# Produce Eastern Hydro Profile Using Multiple Data Sources

Following data sources are used to generate eastern_hydro_v3.csv
* EIA monthly net generation for conventional hydro plants from Form 923
* Hourly total hydro generation profiles of 4 Independent System Operators (ISO): ISONE, NYISO, PJM and SWPP in 2016
* Hourly net demand profile of base grid

Features of this methodology
* Pumped storage hydro (HPS) and conventional hydro (HYC) are handled separately
* Historical hourly hydro profiles of ISONE, NYISO, PJM and SWPP, are used directly
* For the rest of areas, which are not covered by the 4 ISOs, the hydro profile is generated by scaling the net demand of the corresponding state from the results of our Eastern 2016 basecase scenario based on the monthly total net generation from EIA 923. This is similar to western hydro profile v2.

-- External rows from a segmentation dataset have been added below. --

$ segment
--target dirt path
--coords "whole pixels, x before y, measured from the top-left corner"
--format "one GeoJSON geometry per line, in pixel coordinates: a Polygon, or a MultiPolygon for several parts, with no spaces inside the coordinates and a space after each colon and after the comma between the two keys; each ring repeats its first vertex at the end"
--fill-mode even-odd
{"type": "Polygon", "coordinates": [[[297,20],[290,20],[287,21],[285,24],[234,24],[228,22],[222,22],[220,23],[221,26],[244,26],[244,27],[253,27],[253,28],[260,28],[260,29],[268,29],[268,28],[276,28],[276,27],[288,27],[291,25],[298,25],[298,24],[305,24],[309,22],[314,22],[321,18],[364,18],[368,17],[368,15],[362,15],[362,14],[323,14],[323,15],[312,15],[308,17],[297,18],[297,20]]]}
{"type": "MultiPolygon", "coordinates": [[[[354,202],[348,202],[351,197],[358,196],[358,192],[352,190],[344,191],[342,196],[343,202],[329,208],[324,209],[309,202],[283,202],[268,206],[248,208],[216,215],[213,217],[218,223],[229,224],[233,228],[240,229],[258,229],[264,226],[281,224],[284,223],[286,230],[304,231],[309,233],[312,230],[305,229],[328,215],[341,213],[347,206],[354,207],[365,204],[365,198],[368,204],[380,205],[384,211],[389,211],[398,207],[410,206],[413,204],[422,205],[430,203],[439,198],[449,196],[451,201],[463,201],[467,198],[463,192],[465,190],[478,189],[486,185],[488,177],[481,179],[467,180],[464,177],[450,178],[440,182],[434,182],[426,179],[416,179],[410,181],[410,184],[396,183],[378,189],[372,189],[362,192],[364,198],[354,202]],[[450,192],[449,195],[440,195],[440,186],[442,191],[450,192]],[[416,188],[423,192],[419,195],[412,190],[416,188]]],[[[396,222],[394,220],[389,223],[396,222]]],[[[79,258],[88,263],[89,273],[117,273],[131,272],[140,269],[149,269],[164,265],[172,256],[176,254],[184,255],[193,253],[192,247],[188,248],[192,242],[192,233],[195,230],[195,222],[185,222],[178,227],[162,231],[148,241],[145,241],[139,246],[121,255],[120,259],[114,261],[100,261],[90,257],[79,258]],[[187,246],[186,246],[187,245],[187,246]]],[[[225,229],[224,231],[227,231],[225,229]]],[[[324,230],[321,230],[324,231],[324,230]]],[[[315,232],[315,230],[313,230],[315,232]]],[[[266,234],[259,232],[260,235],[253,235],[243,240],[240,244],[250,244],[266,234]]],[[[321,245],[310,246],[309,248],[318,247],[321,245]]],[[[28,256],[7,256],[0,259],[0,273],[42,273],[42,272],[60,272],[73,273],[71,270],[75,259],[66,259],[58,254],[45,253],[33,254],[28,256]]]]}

*Note that in order to run this demo properly, **timezonefinder** package is required to be installed as a dependency in order to find out the local timezone of a given geographic coordination in (lat, lon) pair.*

In [1]:
import json
import pytz
import pandas as pd
from tqdm import tqdm
from collections import defaultdict
from timezonefinder import TimezoneFinder
from powersimdata.input.grid import Grid
from powersimdata.network.usa_tamu.constants.zones import (interconnect2loadzone, 
                                                           loadzone2state, 
                                                           state2abv)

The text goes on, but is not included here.